Downstream bug report:

https://bugs.launchpad.net/ubuntu/+source/kde-cli-tools/+bug/1857824
Comment 1 Nathaniel Beaver 2020-02-16 23:17:37 UTC
Created attachment 126088 [details]
example python script
Comment 2 Dmitry Shachnev 2021-05-18 18:06:22 UTC
Probably duplicate of https://bugs.kde.org/show_bug.cgi?id=411718?
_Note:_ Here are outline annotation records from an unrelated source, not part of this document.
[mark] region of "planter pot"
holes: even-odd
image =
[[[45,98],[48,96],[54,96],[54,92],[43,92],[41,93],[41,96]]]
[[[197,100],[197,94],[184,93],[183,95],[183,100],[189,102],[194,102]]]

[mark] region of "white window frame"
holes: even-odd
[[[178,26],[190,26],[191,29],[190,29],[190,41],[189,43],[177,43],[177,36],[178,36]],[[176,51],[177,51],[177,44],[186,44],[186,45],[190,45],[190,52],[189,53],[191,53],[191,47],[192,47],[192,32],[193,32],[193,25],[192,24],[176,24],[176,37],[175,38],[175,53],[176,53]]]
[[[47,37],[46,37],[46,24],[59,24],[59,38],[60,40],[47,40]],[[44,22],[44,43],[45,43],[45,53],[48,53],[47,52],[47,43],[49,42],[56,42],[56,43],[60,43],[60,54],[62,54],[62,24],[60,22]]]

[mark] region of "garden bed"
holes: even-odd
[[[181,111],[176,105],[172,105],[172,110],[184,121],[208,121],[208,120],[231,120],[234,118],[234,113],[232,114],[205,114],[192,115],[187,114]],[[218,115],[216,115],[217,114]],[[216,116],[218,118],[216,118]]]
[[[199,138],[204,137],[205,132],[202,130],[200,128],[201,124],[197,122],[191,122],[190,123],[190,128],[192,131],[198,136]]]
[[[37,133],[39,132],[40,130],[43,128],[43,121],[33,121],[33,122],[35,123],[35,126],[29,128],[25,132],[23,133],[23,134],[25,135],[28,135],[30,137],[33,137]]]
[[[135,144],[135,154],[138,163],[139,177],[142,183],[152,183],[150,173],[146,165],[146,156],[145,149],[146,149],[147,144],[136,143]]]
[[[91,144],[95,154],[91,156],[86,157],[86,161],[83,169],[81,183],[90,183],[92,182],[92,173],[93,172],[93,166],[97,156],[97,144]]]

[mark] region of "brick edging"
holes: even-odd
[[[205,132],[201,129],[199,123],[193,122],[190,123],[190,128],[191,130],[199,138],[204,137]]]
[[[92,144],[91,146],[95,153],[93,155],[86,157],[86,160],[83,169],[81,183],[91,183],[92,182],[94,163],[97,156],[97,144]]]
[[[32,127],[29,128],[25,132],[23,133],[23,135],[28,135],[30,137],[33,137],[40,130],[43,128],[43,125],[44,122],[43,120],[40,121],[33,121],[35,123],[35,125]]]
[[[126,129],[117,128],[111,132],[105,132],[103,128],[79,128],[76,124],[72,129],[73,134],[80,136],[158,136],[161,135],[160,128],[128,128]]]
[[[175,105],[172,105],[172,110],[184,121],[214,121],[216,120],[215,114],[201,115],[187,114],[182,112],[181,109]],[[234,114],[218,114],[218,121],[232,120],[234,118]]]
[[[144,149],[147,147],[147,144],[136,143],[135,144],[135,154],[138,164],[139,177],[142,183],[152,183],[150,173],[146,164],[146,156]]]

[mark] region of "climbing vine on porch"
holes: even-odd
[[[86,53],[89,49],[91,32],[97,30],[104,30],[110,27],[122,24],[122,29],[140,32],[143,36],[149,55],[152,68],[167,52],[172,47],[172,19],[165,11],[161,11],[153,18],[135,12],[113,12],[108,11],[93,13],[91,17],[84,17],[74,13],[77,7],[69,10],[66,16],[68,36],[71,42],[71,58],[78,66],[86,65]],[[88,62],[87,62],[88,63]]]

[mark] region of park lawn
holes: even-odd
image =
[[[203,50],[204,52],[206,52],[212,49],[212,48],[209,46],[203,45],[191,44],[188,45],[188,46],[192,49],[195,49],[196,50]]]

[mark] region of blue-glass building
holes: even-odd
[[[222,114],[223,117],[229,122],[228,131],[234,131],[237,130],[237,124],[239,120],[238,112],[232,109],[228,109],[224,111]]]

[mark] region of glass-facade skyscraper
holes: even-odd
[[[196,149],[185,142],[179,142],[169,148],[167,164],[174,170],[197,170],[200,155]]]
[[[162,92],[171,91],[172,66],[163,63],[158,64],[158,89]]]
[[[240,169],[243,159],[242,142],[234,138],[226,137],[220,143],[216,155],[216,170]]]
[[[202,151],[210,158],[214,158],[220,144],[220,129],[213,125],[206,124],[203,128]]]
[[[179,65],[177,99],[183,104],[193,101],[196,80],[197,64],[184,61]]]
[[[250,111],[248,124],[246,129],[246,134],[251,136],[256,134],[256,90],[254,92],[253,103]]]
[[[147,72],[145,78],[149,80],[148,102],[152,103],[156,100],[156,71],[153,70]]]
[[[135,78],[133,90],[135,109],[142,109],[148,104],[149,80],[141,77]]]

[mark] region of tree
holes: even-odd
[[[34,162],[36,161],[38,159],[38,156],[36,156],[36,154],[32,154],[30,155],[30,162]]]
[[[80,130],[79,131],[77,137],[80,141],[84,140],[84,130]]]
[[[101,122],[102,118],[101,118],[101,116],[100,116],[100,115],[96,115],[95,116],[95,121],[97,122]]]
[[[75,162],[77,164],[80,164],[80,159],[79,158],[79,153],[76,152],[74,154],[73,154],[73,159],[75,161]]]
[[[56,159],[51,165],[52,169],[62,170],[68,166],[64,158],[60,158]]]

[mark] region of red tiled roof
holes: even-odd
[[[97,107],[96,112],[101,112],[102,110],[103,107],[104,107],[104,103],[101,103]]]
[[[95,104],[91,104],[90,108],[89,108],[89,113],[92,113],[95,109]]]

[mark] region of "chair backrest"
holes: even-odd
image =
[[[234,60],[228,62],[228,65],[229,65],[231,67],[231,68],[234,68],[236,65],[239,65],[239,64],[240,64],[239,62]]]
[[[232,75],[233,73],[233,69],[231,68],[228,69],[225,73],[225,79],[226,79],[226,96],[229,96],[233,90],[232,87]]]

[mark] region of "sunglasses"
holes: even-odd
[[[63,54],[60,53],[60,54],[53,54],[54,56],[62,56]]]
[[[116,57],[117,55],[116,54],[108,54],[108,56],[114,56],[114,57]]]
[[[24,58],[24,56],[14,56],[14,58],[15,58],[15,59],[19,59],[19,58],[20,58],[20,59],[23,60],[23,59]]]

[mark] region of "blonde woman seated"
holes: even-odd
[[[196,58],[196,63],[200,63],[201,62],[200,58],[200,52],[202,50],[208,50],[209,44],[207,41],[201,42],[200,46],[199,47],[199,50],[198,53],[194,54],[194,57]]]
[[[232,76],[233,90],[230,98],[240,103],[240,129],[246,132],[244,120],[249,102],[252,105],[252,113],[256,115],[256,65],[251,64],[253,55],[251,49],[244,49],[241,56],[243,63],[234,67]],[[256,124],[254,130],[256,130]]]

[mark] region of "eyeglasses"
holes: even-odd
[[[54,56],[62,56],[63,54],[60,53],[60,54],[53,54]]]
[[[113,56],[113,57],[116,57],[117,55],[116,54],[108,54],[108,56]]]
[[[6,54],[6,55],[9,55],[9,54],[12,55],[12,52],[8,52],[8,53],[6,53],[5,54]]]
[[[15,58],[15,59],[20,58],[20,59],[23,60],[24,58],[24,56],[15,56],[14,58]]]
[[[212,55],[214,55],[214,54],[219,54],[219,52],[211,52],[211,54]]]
Upstream Qt fix is https://codereview.qt-project.org/c/qt/qtbase/+/328240, but it was not cherry-picked to kde/5.15 branch AFAICS.
Comment 3 Christian David 2023-11-21 19:42:50 UTC
I just tried the example file with kde-cli-tools commit 1e68eb303b42a05e613020519d97189c622d78aa and there the result was `text/x-python`. I assume the upstream changes were added in the mean time.

The source build kmimetypefinder identifies as version `5.81.80` – I'll use that as fixed in.